Alive alive-o                                            forms a good number
                 crumbling old letters        feast or fiesta
but this blue candle         does not smell like fall
                                      and I can’t tell if the groan
                                  is my home or an animal
or why I am walking this ice storm alone
                 devil gloves and pink puffballs
                                                                    the starlet zone code
                 in a world without love when this could be Hollywood.

                 The fine-fingered winged girls
black lips/silent o’s
                 but I don’t have enough time between assaults
to let my hair grow back natural
                 so I find icy playboys
the ways their lips tingle with scotch
                 give the white high heels another shot
                                  vow I’ll be productive
drink less or more             little sips     vow I’d be better
                                      off in lands of moors
                 since I can’t stand your voices.

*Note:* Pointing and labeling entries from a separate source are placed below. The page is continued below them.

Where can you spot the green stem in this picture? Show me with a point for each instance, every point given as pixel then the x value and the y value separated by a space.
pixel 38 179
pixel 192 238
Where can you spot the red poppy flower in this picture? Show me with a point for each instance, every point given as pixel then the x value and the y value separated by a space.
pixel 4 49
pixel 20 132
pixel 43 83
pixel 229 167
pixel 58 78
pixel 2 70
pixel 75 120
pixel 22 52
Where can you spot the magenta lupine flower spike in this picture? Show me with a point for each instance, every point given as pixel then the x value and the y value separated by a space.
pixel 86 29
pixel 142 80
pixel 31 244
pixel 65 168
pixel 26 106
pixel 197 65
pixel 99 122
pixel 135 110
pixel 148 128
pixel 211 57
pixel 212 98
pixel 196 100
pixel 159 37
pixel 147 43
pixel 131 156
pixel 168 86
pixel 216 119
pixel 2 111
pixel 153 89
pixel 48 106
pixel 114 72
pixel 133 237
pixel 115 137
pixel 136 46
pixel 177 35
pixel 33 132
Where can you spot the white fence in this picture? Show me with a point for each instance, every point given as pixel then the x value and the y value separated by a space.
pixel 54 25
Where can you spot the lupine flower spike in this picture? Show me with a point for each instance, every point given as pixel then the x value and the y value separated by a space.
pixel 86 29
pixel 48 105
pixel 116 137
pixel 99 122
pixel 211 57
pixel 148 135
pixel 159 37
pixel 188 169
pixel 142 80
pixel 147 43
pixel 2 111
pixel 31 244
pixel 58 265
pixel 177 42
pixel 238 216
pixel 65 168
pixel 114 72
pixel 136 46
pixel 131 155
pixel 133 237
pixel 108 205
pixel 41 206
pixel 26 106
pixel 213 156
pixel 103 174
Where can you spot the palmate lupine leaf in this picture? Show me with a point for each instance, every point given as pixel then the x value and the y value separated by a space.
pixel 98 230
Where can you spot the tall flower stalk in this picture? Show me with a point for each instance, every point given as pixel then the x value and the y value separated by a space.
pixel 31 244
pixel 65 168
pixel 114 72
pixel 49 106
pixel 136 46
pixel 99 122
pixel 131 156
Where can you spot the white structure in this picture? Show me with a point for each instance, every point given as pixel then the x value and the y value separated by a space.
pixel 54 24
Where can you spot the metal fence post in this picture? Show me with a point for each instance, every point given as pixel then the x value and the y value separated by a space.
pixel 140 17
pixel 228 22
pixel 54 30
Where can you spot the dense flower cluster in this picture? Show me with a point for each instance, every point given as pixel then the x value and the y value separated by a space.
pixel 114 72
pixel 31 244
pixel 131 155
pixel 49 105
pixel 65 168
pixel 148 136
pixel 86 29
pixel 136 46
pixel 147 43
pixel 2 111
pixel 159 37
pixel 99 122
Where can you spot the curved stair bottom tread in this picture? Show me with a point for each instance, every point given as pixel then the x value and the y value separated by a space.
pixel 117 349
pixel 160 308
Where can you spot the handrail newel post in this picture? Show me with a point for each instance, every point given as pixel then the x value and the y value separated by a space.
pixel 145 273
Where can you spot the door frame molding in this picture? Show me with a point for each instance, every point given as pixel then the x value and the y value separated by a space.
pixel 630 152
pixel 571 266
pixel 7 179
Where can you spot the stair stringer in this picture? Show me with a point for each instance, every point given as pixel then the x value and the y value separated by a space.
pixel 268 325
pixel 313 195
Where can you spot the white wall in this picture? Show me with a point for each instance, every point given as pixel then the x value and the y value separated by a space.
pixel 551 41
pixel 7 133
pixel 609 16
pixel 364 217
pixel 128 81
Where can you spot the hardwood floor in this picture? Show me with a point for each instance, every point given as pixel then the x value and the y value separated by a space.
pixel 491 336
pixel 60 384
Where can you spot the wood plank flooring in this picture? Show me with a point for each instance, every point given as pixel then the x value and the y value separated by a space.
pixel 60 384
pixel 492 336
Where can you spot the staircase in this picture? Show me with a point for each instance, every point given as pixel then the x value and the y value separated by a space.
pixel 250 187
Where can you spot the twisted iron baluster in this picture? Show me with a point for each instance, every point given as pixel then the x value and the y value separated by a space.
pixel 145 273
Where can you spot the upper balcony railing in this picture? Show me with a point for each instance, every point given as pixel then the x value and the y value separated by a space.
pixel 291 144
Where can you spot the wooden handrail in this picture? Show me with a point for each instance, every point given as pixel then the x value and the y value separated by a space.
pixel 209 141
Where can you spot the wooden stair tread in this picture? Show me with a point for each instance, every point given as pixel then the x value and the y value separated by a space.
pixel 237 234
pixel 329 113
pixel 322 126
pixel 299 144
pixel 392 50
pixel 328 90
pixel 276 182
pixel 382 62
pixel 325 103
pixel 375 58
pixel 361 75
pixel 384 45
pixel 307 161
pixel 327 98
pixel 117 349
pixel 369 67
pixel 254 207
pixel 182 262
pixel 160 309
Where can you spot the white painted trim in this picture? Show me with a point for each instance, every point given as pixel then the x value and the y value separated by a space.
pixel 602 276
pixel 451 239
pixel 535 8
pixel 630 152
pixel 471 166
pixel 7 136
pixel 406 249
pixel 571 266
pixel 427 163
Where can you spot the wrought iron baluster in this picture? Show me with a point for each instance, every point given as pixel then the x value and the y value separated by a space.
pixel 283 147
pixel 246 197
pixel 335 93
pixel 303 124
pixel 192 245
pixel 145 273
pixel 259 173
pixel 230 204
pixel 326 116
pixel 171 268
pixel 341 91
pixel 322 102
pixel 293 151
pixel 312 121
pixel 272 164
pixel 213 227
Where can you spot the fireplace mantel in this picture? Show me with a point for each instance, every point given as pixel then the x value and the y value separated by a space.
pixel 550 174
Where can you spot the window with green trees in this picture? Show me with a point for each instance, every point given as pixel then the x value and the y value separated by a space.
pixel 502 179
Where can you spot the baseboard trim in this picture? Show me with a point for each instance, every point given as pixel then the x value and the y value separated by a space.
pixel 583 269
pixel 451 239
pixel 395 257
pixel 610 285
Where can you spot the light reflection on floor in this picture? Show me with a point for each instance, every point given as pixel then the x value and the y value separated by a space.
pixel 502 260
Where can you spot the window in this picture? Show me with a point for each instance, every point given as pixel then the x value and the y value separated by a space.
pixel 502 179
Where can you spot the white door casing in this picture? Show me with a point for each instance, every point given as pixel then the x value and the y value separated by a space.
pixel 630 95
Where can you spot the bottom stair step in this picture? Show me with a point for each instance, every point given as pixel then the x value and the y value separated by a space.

                 Introductions are worthless
you know my winged liner
                 another faux fur  and this is the dusk
through which I tote a glass lantern
                 through money and glitter
and Mari Lywd gloaming
                 and there’s not enough coffee
to mix with the liquor        before we jump in the roadster
                 or the river.

In the film I’m the dead aunt
                 and the contemporary ghost of myself
too afraid to move and I’m afraid I’ll lose
                                      men, cigarettes or electricity
                                                                    my cologne smells like moss
                                      and I’ll find places to hang
                 my photos of Jean Harlow’s graves
                                      and we’ll meet in the bathroom
                                      and fuck in our bathrobes
                 as the topcoat smooths everything.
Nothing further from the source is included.